In other news, the Google Evil Index went down 3.2 points today, and is currently at 13.8, the lowest it's been since right before the beta rollout of Google Web Accelerator.

--
Pulp Audio Weekly - Geek News and Reviews
Re:How does this benefit me? by Eric+Giguere · 2005-06-03 03:20 · Score: 4, Insightful
It benefits you because:
- Google will hopefully crawl your frequently-changing pages more often
- Conversly, Google won't crawl other pages as often, saving your bandwith
- Google will find pages that it wouldn't normally find just by following links
Also, you wouldn't necessarily have to maintain more than one sitemap. You could use XSLT to create the sitemap.html file for your site from the XML file you create for Google. In fact, wouldn't it be nice for Web authoring tools to do this automatically for you?
Eric
Make Easy Money with Google: The Blog (powered by blojsom)
Or maybe another hidden use... by 823723423 · 2005-06-03 03:22 · Score: 4, Insightful

Navigation is sometimes the hardest part on the internet. A tree structure is sometimes the second easiest way of searching/browsing for information (1st being keyword searching).

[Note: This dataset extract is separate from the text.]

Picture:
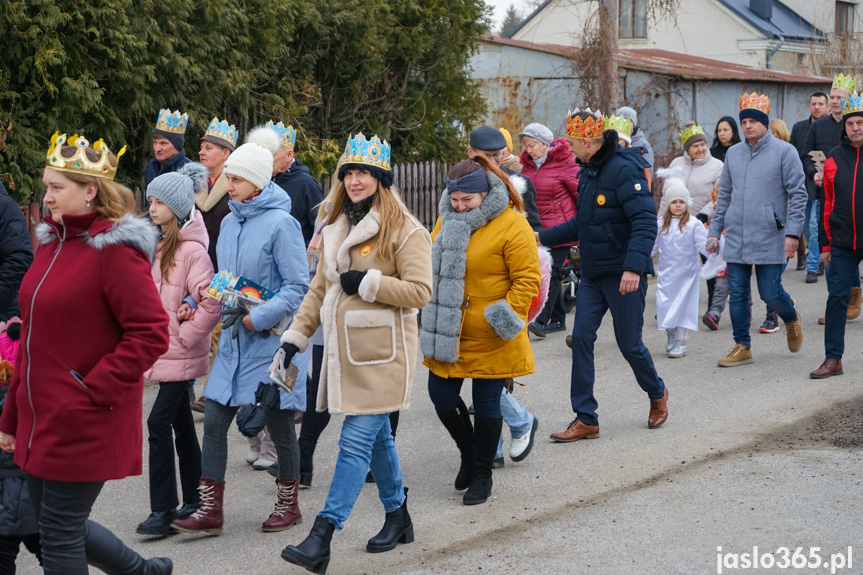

So maybe if more web designers set up server side solutions, it will lower the burden on web designers. More importantly, move navigation away from web designers to users just as Google displaced content from web designers unto Searchers. So instead of overburdening web servers like this Firefox extension Firefox extension with screenshot which automatically generates a sitemap br crawling a site. Sites can access a sitemap using a favicon.ico like or link rel="sitemap.rdf or sitemap.xml" protocol. Just as netscape NAVIGATOR originally proposed a while back. I think web designers should pay attention - at least those that don't use flash for their whole site. The web is slowly become a database of content rather than style. See the webmonkey wired article on netscape sitemap feature Sitemap rdf or the sitemap slide here Slide from seminar
Search Engine by Pac · 2005-06-03 03:53 · Score: 2, Funny

[To ELP's "Lucky Man"]

They had white pages
And hits by the score
All the people's queries
Waiting by the door

Ooooh, what a search engine it was
Ooooh, what a search engine it was

Many geeks and hackers
They made up its core
Everybody's dearest
A daily stop for more

Ooooh, what a search engine it was
Ooooh, what a search engine it was

It went to the market
Of the engines it was king
Of his honor and his glory
Slashdot would sing

Ooooh, what a search engine it was
Ooooh, what a search engine it was

A burst had found it
Its money dried as it sank
No praise could save it
So it vanished and it died

Ooooh, what a search engine it was
Ooooh, what a search engine it was
Re:How does this benefit me? by DigitalRaptor · 2005-06-03 04:01 · Score: 2, Interesting

Because when you launch a new site, or new section of your site, you create the site map and notify Google, rather than hoping some day they'll follow a link somewhere and come spider your site.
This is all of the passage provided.